R62 million Mamelodi fire station unused as residents fight shack fires with buckets

Karabo Rammutla

When the mayor officially launched the R62 million Mamelodi Fire Station last October, he promised residents it would start operating the following month.

Six months later there is no activity at the station. There is no sign of a firefighter or a fire engine.

Earlier this year, thugs burgled the station and stole steel window frames and other fittings.

The fire station was expected to serve residents of Mamelodi and Nellmapius, two areas that are surrounded by informal settlements which are prone to shack fires and flooding.

The R62 million was reportedly paid to HBC Construction to complete the fire station.

During the launch, Mayor Williams, accompanied by MMC for Community Safety, Cllr Karen Meyer said the new station would afford the city the opportunity to respond promptly and without delays to emergency calls.


Williams said the establishment of the station came after assessments indicated that there was a need for an emergency service station in the northern parts of Mamelodi as the nearest station is more than 15km away.

But despite all the promises it doesn’t look like the station will open any time soon.

Resident Brenda Moloto said the station is near Phomolong which is the biggest informal settlement in Mamelodi.

She said shack fires are common in the area and residents have made peace with trying to fight the fires using water buckets.

“It is so wrong that we are looking at a fire station across the road yet we use buckets to put out fires.

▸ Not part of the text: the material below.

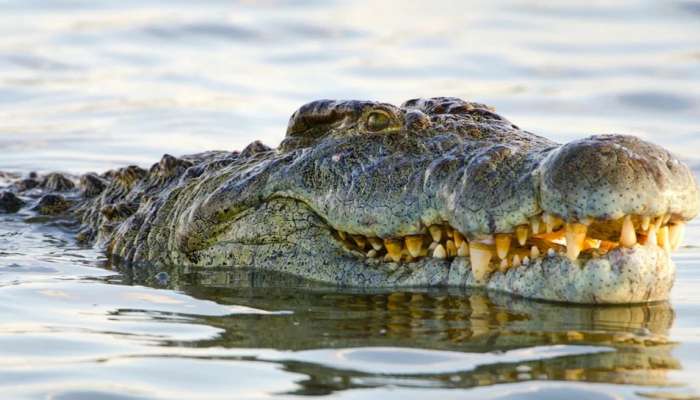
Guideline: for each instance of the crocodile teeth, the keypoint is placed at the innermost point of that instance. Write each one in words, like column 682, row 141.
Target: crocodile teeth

It is as if the government is laughing in our faces,” she said.

Brenda said the mayor used the station to make himself look good but clearly he doesn’t care about the wellbeing of residents.

“He said the station would begin working in November. If he was a committed servant of the people he would have come to see if things were running smoothly,” she said.

Pompo Moretsele of Extension 24 Nellmapius said in February her ex-boyfriend torched her shack and everything burnt to the ground.

“Maybe if the station was working some of my belongings would have been saved.”

Tshwane Emergency Services spokesperson Charles Mabaso said they are aware of the concerns of the community.

“The job is 97% complete.  There are some construction compliance matters that the contractor is attending to before the issuing of an occupancy certificate,” he told Scrolla.Africa.

“The station can only start operating then. Good progress is being made in this regard and the Department is receiving regular feedback.”